A rememoração é uma catarse. No Brasil, fala-se agora em se construir um memorial para as vítimas da pandemia do SarsCOV-2 e suas variantes. Não costumamos erigir memoriais de nossas desgraças. No fundo, desejaríamos esquecê-las, soterrá-las no subsolo de nossas almas.

A defesa civil classifica os desastres naturais em vários tipos: geológicos, hidrológicos, meteorológicos, climatológicos, biológicos, tecnológicos (https://brasilescola.uol.com.br/…/desastres-ambientais.htm). Embora vários desses desastres independam da ação humana (com exceção do último, pois que somente o homem faz tecnologia), quase todos podem ser atenuados ou agravados por ela.

O desastre nos lembra da fragilidade de nossa condição civilizatória. Criamos cultura, desenvolvemos ciência e tecnologia para nos adaptarmos às condições de nosso planeta. Interferimos na natureza porque é inerente à nossa condição de animais frágeis. Necessitamos agir transformando o ambiente no qual vivemos.

Cultura e natureza se friccionam e não há como evitar radicalmente essa fricção. Não somos seres absolutamente naturais. Nossa sobrevivência depende de certo grau de transformação do ambiente em que vivemos. E esse é o nosso dilema eco-ético-político.

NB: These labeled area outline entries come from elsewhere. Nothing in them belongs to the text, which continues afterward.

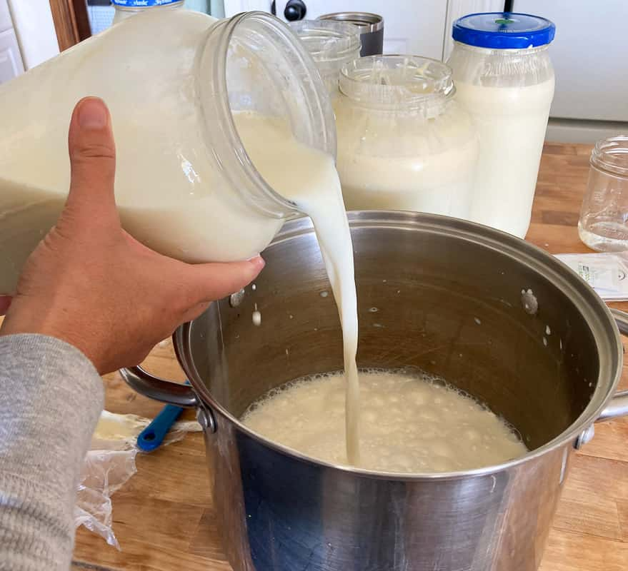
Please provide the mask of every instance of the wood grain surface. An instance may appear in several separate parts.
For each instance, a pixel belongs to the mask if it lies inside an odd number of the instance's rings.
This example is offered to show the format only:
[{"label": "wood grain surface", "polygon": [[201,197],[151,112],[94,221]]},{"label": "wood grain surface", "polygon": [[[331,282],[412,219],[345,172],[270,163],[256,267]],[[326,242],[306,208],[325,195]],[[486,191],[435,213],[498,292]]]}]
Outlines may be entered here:
[{"label": "wood grain surface", "polygon": [[[576,224],[590,150],[588,146],[545,146],[528,239],[552,253],[587,251]],[[169,344],[156,348],[146,366],[183,380]],[[627,380],[624,369],[624,388]],[[109,410],[152,417],[161,408],[133,393],[118,375],[108,376],[105,383]],[[201,435],[189,435],[182,442],[139,455],[137,468],[137,474],[113,497],[114,530],[122,551],[81,528],[74,568],[229,571]],[[541,565],[541,571],[626,569],[628,419],[597,425],[595,438],[575,455]]]}]

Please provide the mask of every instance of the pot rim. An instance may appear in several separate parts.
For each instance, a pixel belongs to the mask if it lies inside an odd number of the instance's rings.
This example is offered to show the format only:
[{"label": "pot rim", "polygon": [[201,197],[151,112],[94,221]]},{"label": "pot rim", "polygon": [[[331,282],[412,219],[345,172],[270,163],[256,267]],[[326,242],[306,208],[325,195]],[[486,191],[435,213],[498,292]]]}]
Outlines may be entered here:
[{"label": "pot rim", "polygon": [[[577,273],[551,254],[529,242],[474,222],[449,216],[402,211],[357,211],[348,212],[347,216],[352,228],[393,227],[402,230],[414,229],[447,234],[499,251],[500,253],[515,258],[520,263],[525,263],[534,271],[540,272],[542,270],[546,278],[551,279],[565,295],[569,295],[589,325],[597,348],[599,370],[596,379],[595,389],[584,410],[565,430],[542,446],[520,458],[474,470],[443,473],[398,473],[333,464],[307,456],[261,436],[242,424],[239,419],[214,400],[194,366],[189,343],[191,324],[185,323],[176,330],[174,337],[176,355],[194,390],[202,402],[211,408],[212,412],[219,414],[237,430],[259,443],[301,461],[322,468],[334,468],[357,476],[404,481],[444,480],[494,475],[532,461],[574,441],[584,430],[593,424],[612,398],[621,379],[623,345],[610,310]],[[284,225],[269,247],[311,232],[314,232],[314,227],[309,218],[295,218]],[[527,288],[522,286],[522,289]],[[603,355],[603,353],[606,354]],[[608,380],[605,381],[605,378]]]}]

Nos dias atuais, duas imagens de cidades nos chocam: a de Gaza, no conflito entre o Hamas e Israel, no Oriente Médio, com suas edificações e infraestrutura completamente destruídas pela ação deliberada de líderes de uma geopolítica desastrosa, e a de Porto Alegre, no Brasil, com suas construções históricas submersas pelas águas da enchente do Rio Guaiba, num desastre hidrológico de proporções diluvianas. Duas cidades dentre tantas outras espalhadas, e devastadas, no mundo, por cataclismas e conflitos.

Nos desastres geopolíticos é mais fácil identificar a mão humana em sua produção; afinal, a decisão de sequestrar ou bombardear civis é claramente uma deliberação política. Nos desastres climatológicos, embora se possa atribuí-los às forças inclementes da natureza, fica também um espaço para se discutir a responsabilidade humana no acontecimento ou agravamento da situação.

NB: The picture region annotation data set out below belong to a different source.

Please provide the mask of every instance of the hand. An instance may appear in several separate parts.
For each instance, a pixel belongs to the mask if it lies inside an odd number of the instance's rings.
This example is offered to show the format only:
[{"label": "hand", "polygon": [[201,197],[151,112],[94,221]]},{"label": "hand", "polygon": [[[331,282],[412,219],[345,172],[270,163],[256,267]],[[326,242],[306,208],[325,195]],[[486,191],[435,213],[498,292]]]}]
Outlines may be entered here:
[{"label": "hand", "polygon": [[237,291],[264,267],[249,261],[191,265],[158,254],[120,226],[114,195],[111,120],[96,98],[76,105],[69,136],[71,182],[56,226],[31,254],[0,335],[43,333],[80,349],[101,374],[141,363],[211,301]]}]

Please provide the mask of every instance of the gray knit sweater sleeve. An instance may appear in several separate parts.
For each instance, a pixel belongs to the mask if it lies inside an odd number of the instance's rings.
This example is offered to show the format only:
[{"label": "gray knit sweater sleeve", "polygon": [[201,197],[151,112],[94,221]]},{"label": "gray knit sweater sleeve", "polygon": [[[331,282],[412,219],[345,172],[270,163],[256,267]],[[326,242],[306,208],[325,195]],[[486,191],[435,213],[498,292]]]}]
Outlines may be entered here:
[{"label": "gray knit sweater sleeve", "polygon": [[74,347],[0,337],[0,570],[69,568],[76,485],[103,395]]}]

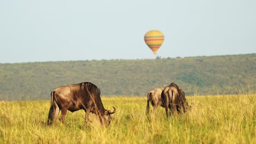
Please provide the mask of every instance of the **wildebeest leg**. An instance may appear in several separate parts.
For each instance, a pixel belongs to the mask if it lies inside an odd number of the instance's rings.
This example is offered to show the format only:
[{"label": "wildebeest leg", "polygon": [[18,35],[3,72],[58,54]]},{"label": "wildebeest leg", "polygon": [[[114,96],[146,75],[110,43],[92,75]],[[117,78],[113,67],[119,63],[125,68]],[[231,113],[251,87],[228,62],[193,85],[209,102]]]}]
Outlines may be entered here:
[{"label": "wildebeest leg", "polygon": [[177,111],[178,112],[178,114],[181,113],[181,109],[180,109],[181,107],[179,106],[179,105],[176,105],[176,110],[177,110]]},{"label": "wildebeest leg", "polygon": [[61,121],[61,122],[62,123],[64,123],[64,121],[65,120],[65,116],[66,116],[66,115],[67,115],[67,107],[63,107],[61,109],[61,115],[60,117],[60,120]]},{"label": "wildebeest leg", "polygon": [[168,118],[169,117],[169,111],[170,111],[168,104],[166,104],[165,105],[165,112],[166,112],[166,117]]},{"label": "wildebeest leg", "polygon": [[89,116],[90,116],[90,111],[88,111],[86,112],[85,111],[85,118],[84,119],[84,127],[85,128],[87,125],[87,123],[88,123],[88,120],[89,119]]},{"label": "wildebeest leg", "polygon": [[54,110],[54,112],[53,113],[53,121],[54,121],[54,122],[56,122],[56,120],[57,119],[57,117],[58,117],[58,116],[59,116],[59,113],[60,113],[60,108],[59,107],[59,106],[55,106],[55,110]]},{"label": "wildebeest leg", "polygon": [[168,108],[169,108],[169,116],[171,116],[172,115],[172,113],[173,112],[173,109],[172,108],[172,104],[169,104],[168,105]]}]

Acompanhamos pelos jornais: a chuva torrencial e contínua sobre o Rio Grande do Sul deve-se às mudanças climáticas globais, com a implicação humana no aquecimento planetário. As medidas de contenção das enchentes e minimização dos impactos do desastre hidrológico são igualmente dependentes da governança política. Há de se discriminar causas naturais e responsabilidades humanas.

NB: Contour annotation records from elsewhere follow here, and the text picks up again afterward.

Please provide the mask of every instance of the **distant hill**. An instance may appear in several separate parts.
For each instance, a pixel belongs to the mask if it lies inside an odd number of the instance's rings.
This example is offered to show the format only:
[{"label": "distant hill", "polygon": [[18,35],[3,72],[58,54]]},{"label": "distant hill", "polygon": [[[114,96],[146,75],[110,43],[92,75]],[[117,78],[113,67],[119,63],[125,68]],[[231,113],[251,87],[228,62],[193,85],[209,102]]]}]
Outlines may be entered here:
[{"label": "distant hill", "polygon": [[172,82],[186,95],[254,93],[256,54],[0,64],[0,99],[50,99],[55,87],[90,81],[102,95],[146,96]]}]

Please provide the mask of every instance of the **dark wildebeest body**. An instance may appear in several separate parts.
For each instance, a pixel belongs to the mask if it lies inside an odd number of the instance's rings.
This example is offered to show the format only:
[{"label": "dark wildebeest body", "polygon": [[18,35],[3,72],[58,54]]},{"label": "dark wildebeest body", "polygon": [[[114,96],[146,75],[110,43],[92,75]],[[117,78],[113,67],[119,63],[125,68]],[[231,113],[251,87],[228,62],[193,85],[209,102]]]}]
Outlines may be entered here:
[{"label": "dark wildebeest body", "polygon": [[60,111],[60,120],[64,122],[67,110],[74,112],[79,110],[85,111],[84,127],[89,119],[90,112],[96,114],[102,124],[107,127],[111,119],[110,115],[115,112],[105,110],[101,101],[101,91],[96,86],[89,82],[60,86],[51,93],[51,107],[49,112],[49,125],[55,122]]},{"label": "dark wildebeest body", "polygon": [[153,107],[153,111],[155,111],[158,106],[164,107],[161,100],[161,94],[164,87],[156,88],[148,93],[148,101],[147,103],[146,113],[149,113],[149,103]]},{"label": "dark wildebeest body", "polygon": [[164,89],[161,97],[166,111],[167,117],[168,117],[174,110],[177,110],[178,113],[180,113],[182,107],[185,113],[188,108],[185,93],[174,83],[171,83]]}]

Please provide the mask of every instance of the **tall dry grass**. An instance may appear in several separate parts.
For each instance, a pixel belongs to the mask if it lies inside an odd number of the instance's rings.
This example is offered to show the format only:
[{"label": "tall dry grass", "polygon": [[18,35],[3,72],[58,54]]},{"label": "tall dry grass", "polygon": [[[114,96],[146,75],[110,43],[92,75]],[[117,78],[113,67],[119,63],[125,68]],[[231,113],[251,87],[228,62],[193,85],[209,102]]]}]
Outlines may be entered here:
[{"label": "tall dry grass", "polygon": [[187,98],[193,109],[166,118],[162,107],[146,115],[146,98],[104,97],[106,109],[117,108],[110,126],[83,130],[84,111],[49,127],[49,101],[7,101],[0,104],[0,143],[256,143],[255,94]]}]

Contudo, na tragédia, para além de nossa capacidade destrutiva, podemos encontrar vestígios da capacidade construtiva do ser humano. Em algum momento, as edificações hoje destruídas foram erguidas pela engenhosidade humana e essa capacidade construtiva aponta para a esperança de que as cidades possam ser restauradas.

No plano das relações sociais, observamos a solidariedade expressiva dos que acorreram a salvar vidas dos escombros e das enchentes, seja no resgate de náufragos e no provimento de recursos para a sobrevivência dos desalojados, verdadeiros exilados climáticos, seja na disposição das instâncias governamentais para dar suporte à reconstrução de todo um Estado. Sinais ineludíveis da capacidade civilizatória dos humanos.

E talvez a imagem emblemática da resiliência da vida, que teima em seguir adiante, seja a de um cavalo equilibrando-se sobre o telhado de uma casa totalmente submersa, horas infinitas sob o sol abrasador, aguardando seu resgate. Que veio!

Imagem: Retrato do Caramelo, acrílico sobre tela, 56 x 47 cm, do pintor argentino José Acuña – @acuniart – leiloado por R$ 130 mil na ação “Martelo Solidário” –  para arrecadar doações para as vítimas das chuvas no Rio Grande do Sul.